France’s influential unions have said workers will bear the brunt of President Nicolas Sarkozy’s plans for pension and employment reform. In his first major speech on social policy, Sarkozy vowed to overhaul the country’s state welfare system in order to boost the economy. “We need to go much further and relax some of the rules governing the 35-hour working week, which are among the most complex in the world,” Sarkozy told correspondents.
“This means we must reform the contract of employment. Everyone knows this but no one has admitted it. We can no longer be restricted by an abstract, judicial equivalent of the Maginot line”. Sarkozy, who has been working furiously to push through reforms since his election in May, says he wants the changes agreed by the end of the year.

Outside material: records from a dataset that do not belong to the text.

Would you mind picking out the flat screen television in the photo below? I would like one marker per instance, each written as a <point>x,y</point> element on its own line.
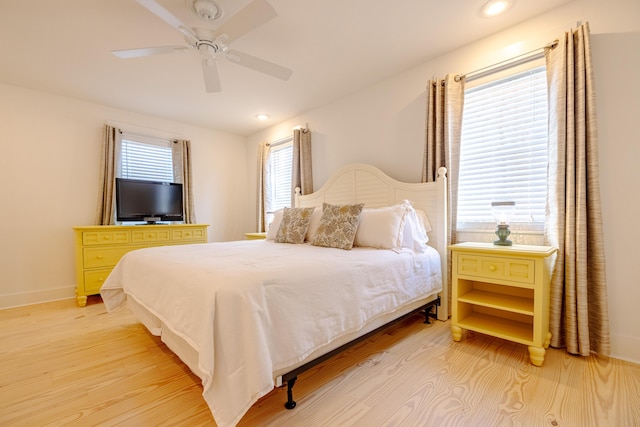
<point>149,201</point>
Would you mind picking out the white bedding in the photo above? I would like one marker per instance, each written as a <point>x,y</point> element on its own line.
<point>251,308</point>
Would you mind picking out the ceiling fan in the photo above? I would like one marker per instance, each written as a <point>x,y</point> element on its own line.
<point>211,43</point>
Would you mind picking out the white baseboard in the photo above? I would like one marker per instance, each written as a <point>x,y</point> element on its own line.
<point>36,297</point>
<point>625,348</point>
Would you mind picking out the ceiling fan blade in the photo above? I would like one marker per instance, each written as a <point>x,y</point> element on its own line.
<point>210,73</point>
<point>148,51</point>
<point>251,16</point>
<point>266,67</point>
<point>167,17</point>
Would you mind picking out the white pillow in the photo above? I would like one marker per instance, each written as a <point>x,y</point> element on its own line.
<point>415,230</point>
<point>272,232</point>
<point>382,228</point>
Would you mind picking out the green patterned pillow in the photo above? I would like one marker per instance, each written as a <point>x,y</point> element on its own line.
<point>293,227</point>
<point>338,226</point>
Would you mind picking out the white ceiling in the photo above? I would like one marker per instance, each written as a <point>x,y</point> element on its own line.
<point>334,47</point>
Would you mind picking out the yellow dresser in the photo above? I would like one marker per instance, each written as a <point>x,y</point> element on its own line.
<point>99,248</point>
<point>502,291</point>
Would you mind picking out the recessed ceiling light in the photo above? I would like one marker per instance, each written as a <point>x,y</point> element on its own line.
<point>495,7</point>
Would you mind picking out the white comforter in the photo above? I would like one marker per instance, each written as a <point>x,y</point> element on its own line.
<point>250,308</point>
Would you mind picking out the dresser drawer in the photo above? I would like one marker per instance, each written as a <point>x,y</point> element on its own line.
<point>94,279</point>
<point>112,237</point>
<point>151,236</point>
<point>105,257</point>
<point>191,234</point>
<point>511,269</point>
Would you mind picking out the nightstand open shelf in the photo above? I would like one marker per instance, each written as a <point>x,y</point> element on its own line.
<point>503,292</point>
<point>496,326</point>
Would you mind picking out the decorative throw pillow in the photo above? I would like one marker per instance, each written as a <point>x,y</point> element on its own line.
<point>293,227</point>
<point>338,226</point>
<point>314,224</point>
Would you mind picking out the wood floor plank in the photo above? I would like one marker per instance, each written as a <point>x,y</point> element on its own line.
<point>66,365</point>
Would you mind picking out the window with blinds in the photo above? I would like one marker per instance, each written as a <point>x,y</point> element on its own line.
<point>280,170</point>
<point>150,160</point>
<point>503,152</point>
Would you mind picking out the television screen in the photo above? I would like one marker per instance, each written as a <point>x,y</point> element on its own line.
<point>150,201</point>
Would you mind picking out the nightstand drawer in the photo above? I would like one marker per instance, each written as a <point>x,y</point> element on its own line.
<point>511,269</point>
<point>94,279</point>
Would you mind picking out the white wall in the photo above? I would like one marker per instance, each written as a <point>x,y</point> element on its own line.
<point>49,172</point>
<point>384,126</point>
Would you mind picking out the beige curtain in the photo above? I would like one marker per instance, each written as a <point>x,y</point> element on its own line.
<point>579,315</point>
<point>302,175</point>
<point>263,188</point>
<point>445,101</point>
<point>105,214</point>
<point>181,152</point>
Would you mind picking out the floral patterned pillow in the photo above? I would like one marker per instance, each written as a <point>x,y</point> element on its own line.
<point>338,226</point>
<point>294,224</point>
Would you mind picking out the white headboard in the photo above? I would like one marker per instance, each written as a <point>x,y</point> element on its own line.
<point>361,183</point>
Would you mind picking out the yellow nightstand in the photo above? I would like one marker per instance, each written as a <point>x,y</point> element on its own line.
<point>502,291</point>
<point>255,236</point>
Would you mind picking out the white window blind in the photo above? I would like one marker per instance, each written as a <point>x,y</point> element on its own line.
<point>503,153</point>
<point>148,160</point>
<point>281,168</point>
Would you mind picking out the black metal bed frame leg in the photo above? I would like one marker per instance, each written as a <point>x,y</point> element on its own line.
<point>290,404</point>
<point>427,311</point>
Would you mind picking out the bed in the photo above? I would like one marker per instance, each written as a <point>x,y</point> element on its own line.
<point>250,315</point>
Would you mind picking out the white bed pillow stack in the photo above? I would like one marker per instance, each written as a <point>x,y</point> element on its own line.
<point>382,228</point>
<point>389,227</point>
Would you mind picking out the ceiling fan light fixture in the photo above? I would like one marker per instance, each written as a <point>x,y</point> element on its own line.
<point>495,7</point>
<point>207,10</point>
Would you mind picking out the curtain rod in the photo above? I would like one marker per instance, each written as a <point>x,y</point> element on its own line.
<point>508,63</point>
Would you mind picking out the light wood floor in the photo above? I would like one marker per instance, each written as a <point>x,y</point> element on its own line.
<point>65,365</point>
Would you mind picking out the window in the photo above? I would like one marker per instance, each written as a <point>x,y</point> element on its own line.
<point>146,158</point>
<point>280,168</point>
<point>503,152</point>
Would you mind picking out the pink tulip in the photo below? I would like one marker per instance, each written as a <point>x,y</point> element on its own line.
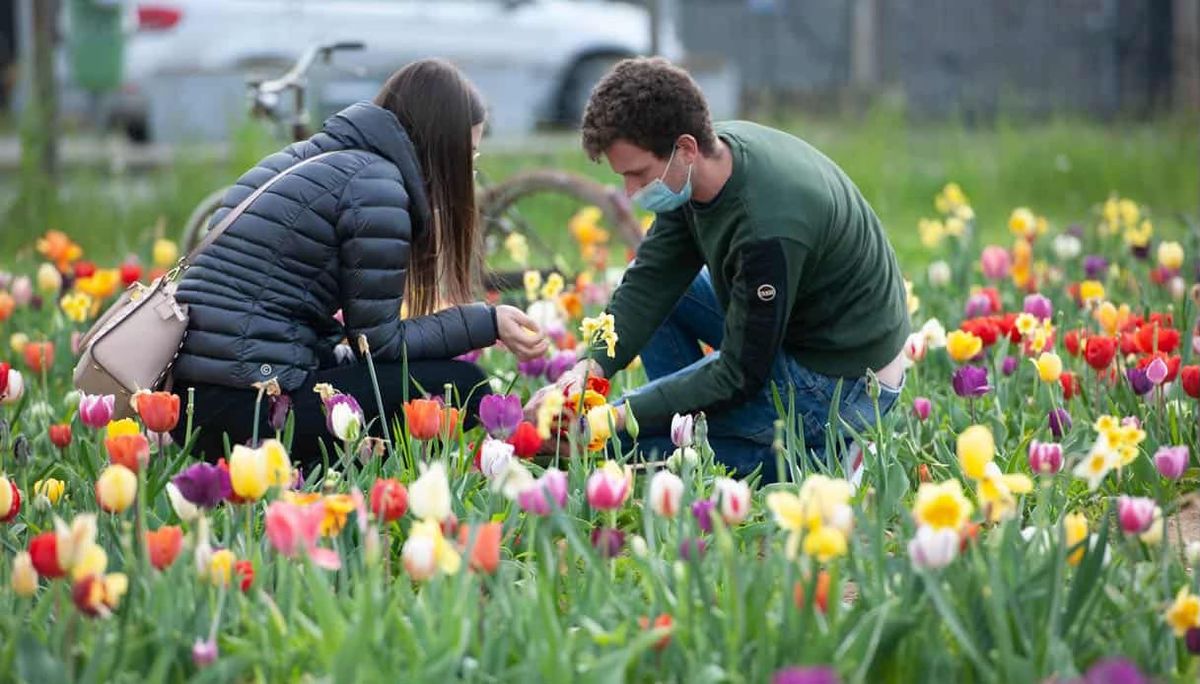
<point>1137,514</point>
<point>96,411</point>
<point>609,485</point>
<point>922,407</point>
<point>293,531</point>
<point>996,263</point>
<point>1171,461</point>
<point>550,487</point>
<point>1045,457</point>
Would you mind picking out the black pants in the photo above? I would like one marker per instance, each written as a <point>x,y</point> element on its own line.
<point>221,411</point>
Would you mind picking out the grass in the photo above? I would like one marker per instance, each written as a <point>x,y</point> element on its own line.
<point>1060,168</point>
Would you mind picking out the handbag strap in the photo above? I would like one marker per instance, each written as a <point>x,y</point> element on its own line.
<point>216,231</point>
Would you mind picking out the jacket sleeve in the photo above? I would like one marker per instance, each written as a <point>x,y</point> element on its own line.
<point>666,263</point>
<point>376,233</point>
<point>762,293</point>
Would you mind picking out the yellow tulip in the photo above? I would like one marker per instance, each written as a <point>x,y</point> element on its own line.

That is not possible, according to Francois Chérèque from the CFDT union: “The timetable they are suggesting is unworkable. France has never undertaken five far-reaching social reforms at the same time. Trying to do too much, too quickly, means it will be a botched job!”
Previous attempts to reform state industries like the SNCF have been withdrawn after waves of protests. Bernard Thibault from the CGT union has hinted at further disruption: “I imagine that some workers, when the full details come out, will be tempted to protest to change this situation.”
Sarkozy wants to trim the privileged packages given to public sector workers who have been able to retire early and with better pensions than their private sector counterparts. He has, however, agreed to consult with unions and employers on a firm-by-firm basis.